St. Jude Children’s Research Hospital, Hopp Children’s Cancer Center at the NCT Heidelberg (KiTZ), Germany, and The Hospital for Sick Children, Toronto, led the research.

Medulloblastoma is the most common malignant childhood brain tumor and one of the leading causes of non-accidental death in US children and adolescents. The tumor includes four main molecular subgroups with different clinical and biological characteristics as well as treatment outcomes. Except in rare cases associated with genetic disorders like Li-Fraumeni syndrome or Gorlin syndrome, medulloblastoma was thought to occur sporadically by chance, usually in infants and children younger than age 16 years.

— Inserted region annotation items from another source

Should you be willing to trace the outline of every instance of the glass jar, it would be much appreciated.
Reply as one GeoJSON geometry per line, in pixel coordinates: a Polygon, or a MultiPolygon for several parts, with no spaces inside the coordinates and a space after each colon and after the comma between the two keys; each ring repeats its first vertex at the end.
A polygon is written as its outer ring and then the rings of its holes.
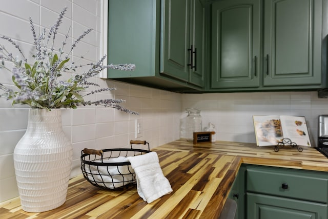
{"type": "Polygon", "coordinates": [[[192,141],[194,132],[202,131],[200,110],[194,108],[187,108],[186,110],[188,115],[180,120],[180,137],[192,141]]]}

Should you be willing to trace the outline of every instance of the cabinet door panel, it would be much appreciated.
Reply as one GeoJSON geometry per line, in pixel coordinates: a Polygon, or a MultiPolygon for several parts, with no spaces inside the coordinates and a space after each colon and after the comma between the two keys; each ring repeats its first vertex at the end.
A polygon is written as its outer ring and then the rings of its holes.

But researchers completed, apparently, the largest analysis yet of genetic predisposition in a pediatric brain tumor and found that germline variations in six genes often play a role. The genes include APC, BRCA2, and TP53, which are also associated with an elevated risk for breast, colon, ovarian, and other cancers. The findings led the researchers to develop screening and counseling recommendations for patients based on the medulloblastoma molecular subgroups—WNT, sonic hedgehog, and group 3 and group 4.

The newly identified predisposition genes account for about 20% of the sonic hedgehog subgroup and about 5% of cases overall. Germline variations are usually inherited and carried in cells throughout the body.

“One in five patients with sonic hedgehog medulloblastoma had clear germline predispositions that put them and possibly their siblings at risk for developing medulloblastoma and other cancers later in life,” said Paul Northcott, PhD, an assistant member of the St. Jude Department of Developmental Neurobiology. He and Sebastian Waszak, PhD, of the European Molecular Biology Laboratory, Heidelberg, are co-first authors.

The contribution of germline variations in other medulloblastoma subgroups ranged from less than 5% in group 3 or group 4 medulloblastoma patients to about 10% of patients with WNT medulloblastoma. Overall, long-term survival is about 70% for patients with medulloblastoma, but ranges widely from 95% for WNT medulloblastoma to 50% for patients with group 3.

“Overall, half the patients with damaging germline variations were not identified based on their family cancer histories, which clinicians have depended on,” Northcott said. “That highlights the urgent need to make genetic counseling and testing the standard of care for some medulloblastoma patients, particularly those in the sonic hedgehog and WNT subgroups.”

Coauthor Giles Robinson, MD, an assistant member of the St. Jude Department of Oncology said: “The screenings can help patients and families understand and manage their lifetime cancer risk.”